Zain menangkup wajah bening Zoya lalu menatap dengan penuh emosi.
“Apa yang terjadi? Kenapa wajahmu lebam begini Zee?” Zoya langsung menyembunyikan lebam di dekat rahangnya dengan rambut panjang miliknya itu.
“Bukan apa-apa Zain, tadi aku tidak sengaja jatuh di kamar mandi.”
“Jangan bohong Zee, aku tau kalau lebam itu karena sebuah pukulan, siapa yang memukulmu?”
“Aku tidak tau Zain.”
“Apa maksudmu tidak tau?”
“Tadi itu aku sedang tidur, lalu aku dengar suara aktivitas di luar kamar, aku pikir itu kamu dan Zay. Aku lanjut tidur, tak lama pintu kamar diketuk dan aku tanpa rasa curiga langsung membukakan pintu, ternyata mereka itu penguntit, mereka mencoba untuk menyentuhku tapi aku melawan dan mereka memukulku.”
“Mereka siapa? Berapa orang mereka datang?”

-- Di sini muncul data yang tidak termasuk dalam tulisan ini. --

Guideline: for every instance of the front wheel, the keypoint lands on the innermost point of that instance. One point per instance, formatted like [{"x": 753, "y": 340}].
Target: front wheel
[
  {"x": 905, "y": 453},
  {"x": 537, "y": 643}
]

“Aku tidak tau, wajah mereka tertutup topeng, mereka bilang kalau mereka sudah menguntitku semenjak aku tiba di sini tiga hari yang lalu, yang aku tau mereka empat orang Zain.” Zain mengepalkan tangannya membentuk sebuah tinju mendengarkan cerita dari Zoya.
“Lalu apa yang mereka lakukan padamu?”
“Mereka mencoba untuk menyentuhku saja lalu aku melawan dan mereka emosi lalu memukulku hingga aku pingsan dan Zay datang menolongku tepat waktu.”
“Sekarang Zay dimana?”
“Tadi dia bilang mau keluar cari makanan, soalnya saat sadar tadi aku memang lapar Zain.” Zain membawa Zoya dalam pelukannya, dia sangat tahu bahwa Zay bukan keluar hanya untuk mencari makanan saja tapi dia memburu orang yang sudah melukai Zoya.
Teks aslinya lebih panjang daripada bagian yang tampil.